Georgian Architecture is the name typically used to describe the architecture in English-speaking countries in the period from 1720 to 1840. This architectural style draws its name from the four English monarchs who were all named George (George I, George II, George III and George IV).
Prior to the development of Georgian Architecture the prevalent form of architecture in England was the English Baroque style as exemplified by the work of Sir Christopher Wren, Sir John Vanbrugh and Nicholas Hawksmoor. The shift from the Baroque style of architecture was heralded by the efforts of such architects as Colen Campbell (who achieved acclaim with his engravings in Vitruvius Britannicus), Lord Burlington (who worked alongside his protégé William Kent), Thomas Archer and Giacomo Leoni who was originally a native of Venice.
The term Georgian Architecture is actually an umbrella category under which fall many different architectural styles. Palladian architecture comprised of the mainstream branch of this style, with the Gothic and Chinoiserie styles as sub categories.
The latter two architectural styles were widely considered to be the English version of the popular Rococo style of architectural that was prevalent in the rest of the European continent at the time. By the mid-1760s a new style began to emerge which later came to be known as the neoclassical style and its chief proponents were the noted British architects Robert Adam, James Gibbs, Sir William Chambers, James Wyatt, Henry Holland and Sir John Soane. Beginning in the 1800s, the Greek style of architectural also began to make inroads into the architectural world although its influence had significantly less impact compared to the aforementioned styles.
Georgian Architecture can typically be distinguished from other forms of architecture by its proportion and balance. The measurements of any given aspect, whether a doorway, window or a room were calculated mathematically to determine the ideal dimension or proportion in relation the rest of the design elements.
The term "regular" came to be a touchstone in the Georgian Architectural design world and implied a perfect symmetry and balance that drew heavily upon the classical rules of architecture which informed much of the design efforts of the previous years. When further developments in the Georgian styles introduced additions to the existing structures, many purists took a somewhat dim view of such innovations, dismissing many of them as flaws that detracted from the symmetry of the earlier classical designs.
This obsession with balance and regularity often extended into the planning of residential communities and a consistently designed row of house fronts was considered a highly desirable aspect of Georgian Architecture.

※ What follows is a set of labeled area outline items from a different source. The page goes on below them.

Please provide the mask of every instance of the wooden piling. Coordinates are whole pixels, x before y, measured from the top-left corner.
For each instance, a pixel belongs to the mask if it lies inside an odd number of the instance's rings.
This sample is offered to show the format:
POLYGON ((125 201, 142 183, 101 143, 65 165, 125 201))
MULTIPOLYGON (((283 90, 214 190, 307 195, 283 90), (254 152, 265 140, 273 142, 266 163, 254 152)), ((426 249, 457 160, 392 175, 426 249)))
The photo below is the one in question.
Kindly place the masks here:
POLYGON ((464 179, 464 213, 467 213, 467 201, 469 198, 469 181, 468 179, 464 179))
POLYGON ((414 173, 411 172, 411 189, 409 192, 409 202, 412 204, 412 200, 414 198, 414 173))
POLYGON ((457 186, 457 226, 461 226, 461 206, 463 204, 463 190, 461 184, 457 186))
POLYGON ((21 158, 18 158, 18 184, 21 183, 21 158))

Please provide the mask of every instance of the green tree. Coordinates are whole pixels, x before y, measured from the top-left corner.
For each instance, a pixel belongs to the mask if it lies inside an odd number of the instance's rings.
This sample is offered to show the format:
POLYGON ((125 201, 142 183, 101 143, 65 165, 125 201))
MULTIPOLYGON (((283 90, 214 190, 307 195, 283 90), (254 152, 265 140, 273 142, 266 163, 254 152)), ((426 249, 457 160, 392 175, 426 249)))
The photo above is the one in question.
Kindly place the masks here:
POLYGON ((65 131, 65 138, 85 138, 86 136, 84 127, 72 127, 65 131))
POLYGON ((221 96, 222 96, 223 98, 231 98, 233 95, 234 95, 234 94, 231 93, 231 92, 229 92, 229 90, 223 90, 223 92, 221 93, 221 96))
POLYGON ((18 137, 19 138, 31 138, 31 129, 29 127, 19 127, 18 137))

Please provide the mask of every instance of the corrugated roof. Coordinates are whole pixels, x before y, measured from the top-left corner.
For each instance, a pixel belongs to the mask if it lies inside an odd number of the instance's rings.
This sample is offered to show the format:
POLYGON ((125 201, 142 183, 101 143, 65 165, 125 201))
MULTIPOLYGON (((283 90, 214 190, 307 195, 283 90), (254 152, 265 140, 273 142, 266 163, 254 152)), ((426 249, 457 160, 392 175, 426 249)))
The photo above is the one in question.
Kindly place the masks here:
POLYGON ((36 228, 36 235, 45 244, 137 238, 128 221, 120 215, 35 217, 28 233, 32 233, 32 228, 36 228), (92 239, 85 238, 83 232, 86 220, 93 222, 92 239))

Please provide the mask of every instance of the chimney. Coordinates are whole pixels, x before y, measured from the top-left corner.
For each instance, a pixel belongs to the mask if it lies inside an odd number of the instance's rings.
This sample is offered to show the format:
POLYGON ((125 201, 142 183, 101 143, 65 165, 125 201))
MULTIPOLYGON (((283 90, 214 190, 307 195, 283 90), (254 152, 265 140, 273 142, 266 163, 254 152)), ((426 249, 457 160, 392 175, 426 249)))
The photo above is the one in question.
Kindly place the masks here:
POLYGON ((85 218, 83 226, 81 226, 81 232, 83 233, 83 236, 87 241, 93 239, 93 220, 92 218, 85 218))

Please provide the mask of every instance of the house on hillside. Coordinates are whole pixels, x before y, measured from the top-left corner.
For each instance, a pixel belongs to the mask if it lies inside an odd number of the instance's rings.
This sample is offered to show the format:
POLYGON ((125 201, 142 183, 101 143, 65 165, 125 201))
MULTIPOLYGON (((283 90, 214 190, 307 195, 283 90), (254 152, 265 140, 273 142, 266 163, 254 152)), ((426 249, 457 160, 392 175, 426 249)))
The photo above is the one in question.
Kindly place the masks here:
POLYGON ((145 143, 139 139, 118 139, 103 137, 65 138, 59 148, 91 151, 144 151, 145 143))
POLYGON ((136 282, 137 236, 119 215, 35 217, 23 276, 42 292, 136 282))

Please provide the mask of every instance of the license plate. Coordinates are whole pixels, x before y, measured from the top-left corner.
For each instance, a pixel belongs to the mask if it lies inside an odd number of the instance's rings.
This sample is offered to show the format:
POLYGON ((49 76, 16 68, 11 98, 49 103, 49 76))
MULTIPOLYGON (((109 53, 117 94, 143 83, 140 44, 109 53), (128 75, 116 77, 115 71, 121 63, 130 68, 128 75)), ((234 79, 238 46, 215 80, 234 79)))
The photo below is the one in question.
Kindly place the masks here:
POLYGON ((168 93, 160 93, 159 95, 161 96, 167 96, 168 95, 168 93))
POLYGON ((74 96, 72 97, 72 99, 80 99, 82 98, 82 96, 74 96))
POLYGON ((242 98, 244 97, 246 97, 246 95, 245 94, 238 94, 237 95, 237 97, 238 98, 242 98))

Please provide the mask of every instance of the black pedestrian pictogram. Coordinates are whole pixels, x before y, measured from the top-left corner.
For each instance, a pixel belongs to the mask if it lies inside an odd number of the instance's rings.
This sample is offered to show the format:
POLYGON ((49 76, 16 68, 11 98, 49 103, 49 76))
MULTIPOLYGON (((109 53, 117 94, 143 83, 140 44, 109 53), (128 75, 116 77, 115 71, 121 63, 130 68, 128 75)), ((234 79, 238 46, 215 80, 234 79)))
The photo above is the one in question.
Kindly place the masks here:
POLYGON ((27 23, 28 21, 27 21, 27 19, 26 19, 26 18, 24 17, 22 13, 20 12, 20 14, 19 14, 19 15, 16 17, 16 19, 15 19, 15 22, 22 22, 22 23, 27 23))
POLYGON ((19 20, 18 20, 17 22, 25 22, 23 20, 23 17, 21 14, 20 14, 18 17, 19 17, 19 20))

Aside from the meticulously ordered and regular appearance which drew heavily from the classical styles of architecture, Georgian Architecture was also heavily influenced by architectural methods which were first established in ancient Rome or Greece.
Many examples of Georgian Architecture utilised brick or stone (and sometimes both) as their primary building materials. Many architects of the Georgian period felt that these materials were best suited in realising their vision and many of the structures of the area were noticeable in their use of reddish brick walls with white trimmings used an accent.